The advantages of repurposing are clear - the potential is to deliver new treatments much more quickly and inexpensively compared to developing drugs from the ground up. As such, drug repurposing has become an important pipeline for academic researchers and pharmaceutical companies alike, who are exploring drugs on the market or salvaging assets that were shelved due to poor efficacy and testing them for alternative clinical applications. Such compounds have already gone through rigorous clinical testing, with safety data from these studies permitted as support for new regulatory approval thus reducing the time to transition from bench to bedside.
Yet, in the reviewed literature, one glaring observation is that, to date, not a single drug has been repurposed and approved for use as an antibacterial drug, a field where languishing drug pipelines are a colossal frustration. Nevertheless, it is also clear that there is considerable interest in drug repurposing for antimicrobial therapeutics and many potential candidates have been investigated for new indications, including antiparasitic, antiviral, antifungal and antibacterial purposes. We ourselves jumped on the repurposing bandwagon about a decade ago, seeking to discover new antibacterials by means of screening FDA-approved drugs. To our delight, we found cryptic antibacterial activities for drugs like the anti-diarrheal, loperamide; the fertility drug, clomiphene; and the antiprotozoal drug, pentamidine. It was evident for us, and many others, that the rate of success in finding hidden antimicrobial activities for known drugs was high. Yet, we have also witnessed – first-hand and in scouring the literature – that a common challenge often emerged: much higher concentrations of bioavailable drug are needed for antimicrobial efficacy than the effective doses of repurposed compounds for their human target(s). Indeed, when it comes to antimicrobial repurposing, the most common obstacle is a clinical pharmacology issue. Limitations in the pharmacokinetic profiles of existing drugs, more often than not, hamper the potential of these repurposed drugs for clinical applicability.

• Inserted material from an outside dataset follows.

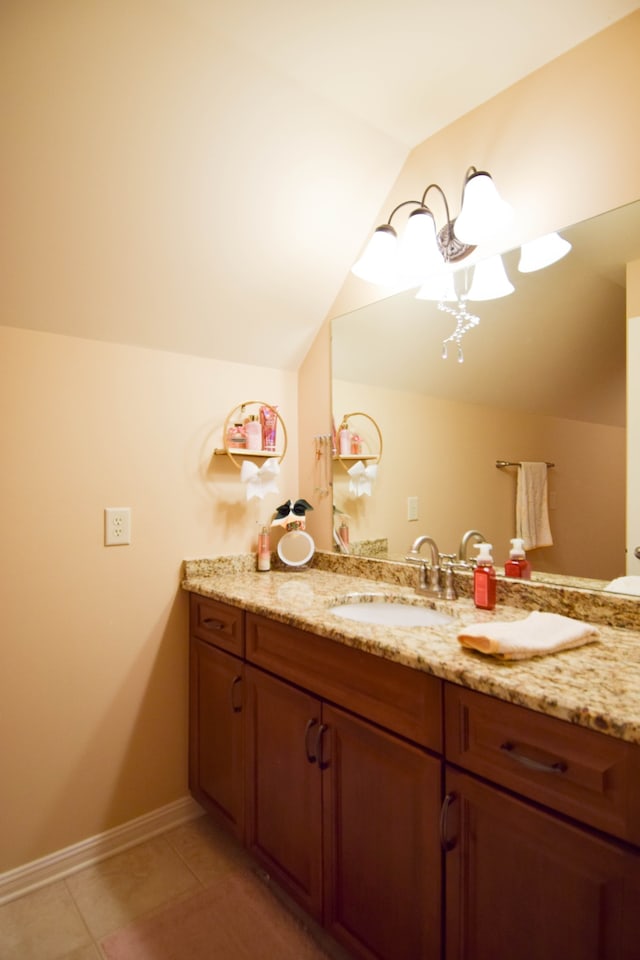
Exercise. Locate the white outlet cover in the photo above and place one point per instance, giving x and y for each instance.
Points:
(117, 526)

Our take-home from the reviewed literature is that the devil is in the details and in looking under stones unturned; innovative strategies may be the key to repurposing success in the infectious diseases field. For instance, combinatorial strategies can be valuable approaches in offering dose-sparing capabilities so as to remain in an applicable clinical range for the non-antimicrobial drug. Rationally designed screening platforms may also lead to successful repurposing opportunities, finding new drugs through unique phenotypic assays. Ever-improving in silico-based methods will also certainly aid in the discovery process. In all, it is clear the hunt is still very much on for more repurposed drugs to treat infectious diseases. With new strategies, and just a hint of serendipity, researchers may uncover the next repurposed antimicrobial agent. And perhaps, we will witness an overnight success like the sensational ‘little blue pill’.